Anti-abortion groups such as Heroic Media and Online for Life have worked to reach women seeking information about abortion online. The groups have begun buying Google ad space in the hopes of misdirecting women looking for information on abortions.

According to reporting by The American Independent, this strategy actually “violates Google policy”:

Heroic Media’s latest strategy involves manipulating Google search results by buying ads and filling them with abortion-related keywords that direct abortion-seekers to Option Line, a crisis pregnancy hotline founded by Care Net and Heartbeat International, the nation’s two largest networks of crisis pregnancy centers (CPCs). In March, Majella Cares, which parents Heroic Media and sister organization Life Always, registered the URL, which is a single-page site that essentially serves as what’s known as a “landing page” or “doorway page,” and what Google defines as “large sets of poor-quality pages where each page is optimized for a specific keyword or phrase … written to rank for a particular phrase and then funnel users to a single destination.”

As stated, the intention of the landing page is to funnel Internet users searching for “abortion” to Option Line, but the new strategy appears to violate Google’s policy. The search engine’s webmaster guidelines explicitly state that doorway pages are a violation of policy because they are considered manipulative and deceptive.

Care Net’s president says this a great new innovation for the organization.

“We are reaching out to women online,” Delahoyde told a room of CPC advocates.

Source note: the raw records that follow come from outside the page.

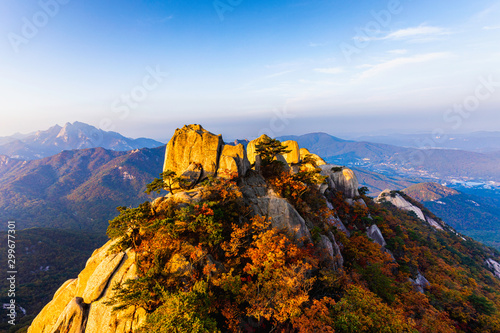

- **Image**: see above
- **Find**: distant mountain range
[278,133,500,182]
[0,122,163,160]
[403,183,500,248]
[353,132,500,153]
[0,146,165,232]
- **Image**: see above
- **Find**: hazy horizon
[0,0,500,141]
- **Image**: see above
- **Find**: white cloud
[387,49,408,55]
[314,67,344,74]
[309,42,328,47]
[354,24,451,41]
[383,25,450,40]
[483,25,500,30]
[359,52,451,79]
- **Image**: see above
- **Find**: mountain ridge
[0,121,163,160]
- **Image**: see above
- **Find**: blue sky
[0,0,500,141]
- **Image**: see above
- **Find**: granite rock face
[319,164,359,199]
[163,124,224,177]
[247,134,269,164]
[300,148,326,166]
[218,143,250,177]
[281,140,300,164]
[28,241,146,333]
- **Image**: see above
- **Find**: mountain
[0,147,165,232]
[403,183,500,249]
[28,125,500,333]
[403,183,460,202]
[352,168,423,196]
[0,228,106,332]
[278,133,500,181]
[353,132,500,153]
[0,122,163,160]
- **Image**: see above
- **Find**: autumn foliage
[108,139,500,333]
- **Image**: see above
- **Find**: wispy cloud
[359,52,451,79]
[354,24,451,41]
[309,42,328,47]
[483,25,500,30]
[387,49,408,55]
[314,67,344,74]
[138,15,174,25]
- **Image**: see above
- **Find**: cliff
[29,125,500,333]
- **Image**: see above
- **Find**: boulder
[326,200,351,237]
[281,140,300,164]
[316,232,344,270]
[319,164,359,199]
[376,190,427,221]
[253,195,312,242]
[218,143,250,177]
[247,134,269,164]
[366,224,387,249]
[28,279,77,333]
[28,241,146,333]
[82,252,125,304]
[425,215,444,230]
[300,148,326,166]
[51,297,88,333]
[179,163,203,189]
[410,272,431,294]
[86,251,146,333]
[163,125,224,178]
[486,258,500,279]
[276,154,290,171]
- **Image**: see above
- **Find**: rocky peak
[163,124,224,178]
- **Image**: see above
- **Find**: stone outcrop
[163,125,224,177]
[425,215,444,230]
[316,232,344,270]
[366,224,387,248]
[486,258,500,279]
[326,200,351,237]
[247,134,269,164]
[376,190,427,221]
[218,143,250,177]
[410,272,431,294]
[300,148,326,166]
[376,190,450,231]
[319,164,359,199]
[28,241,146,333]
[179,163,203,189]
[281,140,300,164]
[254,195,312,242]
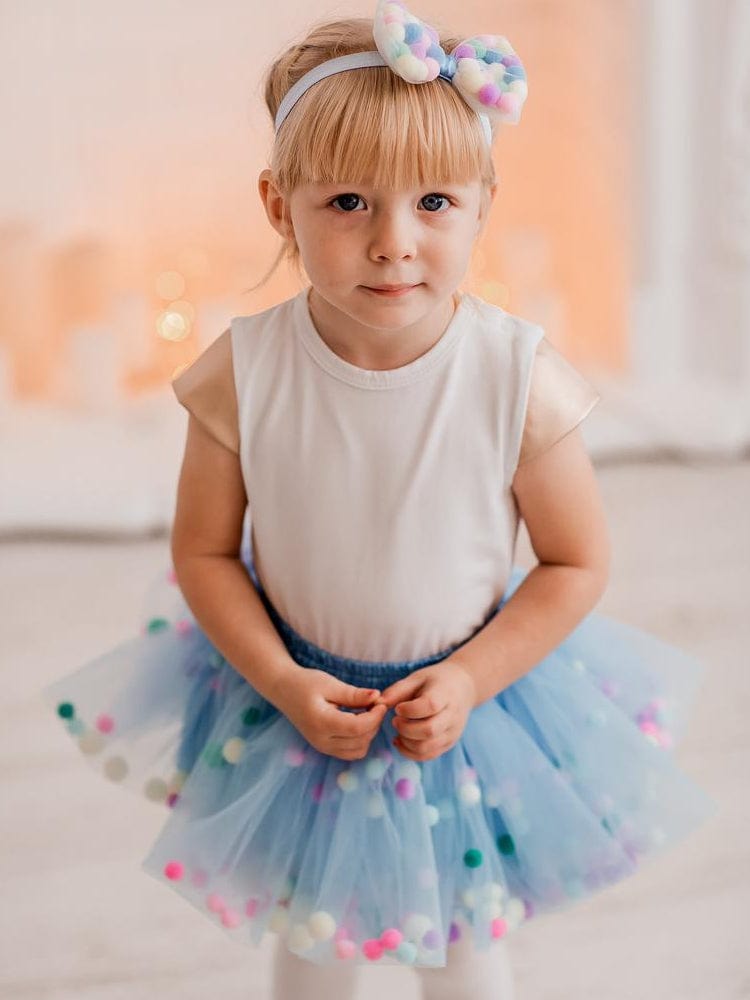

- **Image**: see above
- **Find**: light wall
[0,0,634,408]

She said she is concerned that CPCs are not doing all they could to appeal to “abortion-minded” women the way Planned Parenthood is.

Crisis pregnancy centers, also known as CPCs, typically assist women who are facing unplanned and sometimes unwanted pregnancies. The centers mainly aim to persuade women to not have an abortion. Care Net, in particular, has some affiliates in Florida and distributes brochures in state-funded CPCs in the state.

Delahoyde explained that even the busiest CPCs were only seeing about 5 percent of “abortion-minded women.”

“We are on the front lines now,” she said. “What is most important is to reach these women. … NARAL gets this [and] we are their No. 1 target.”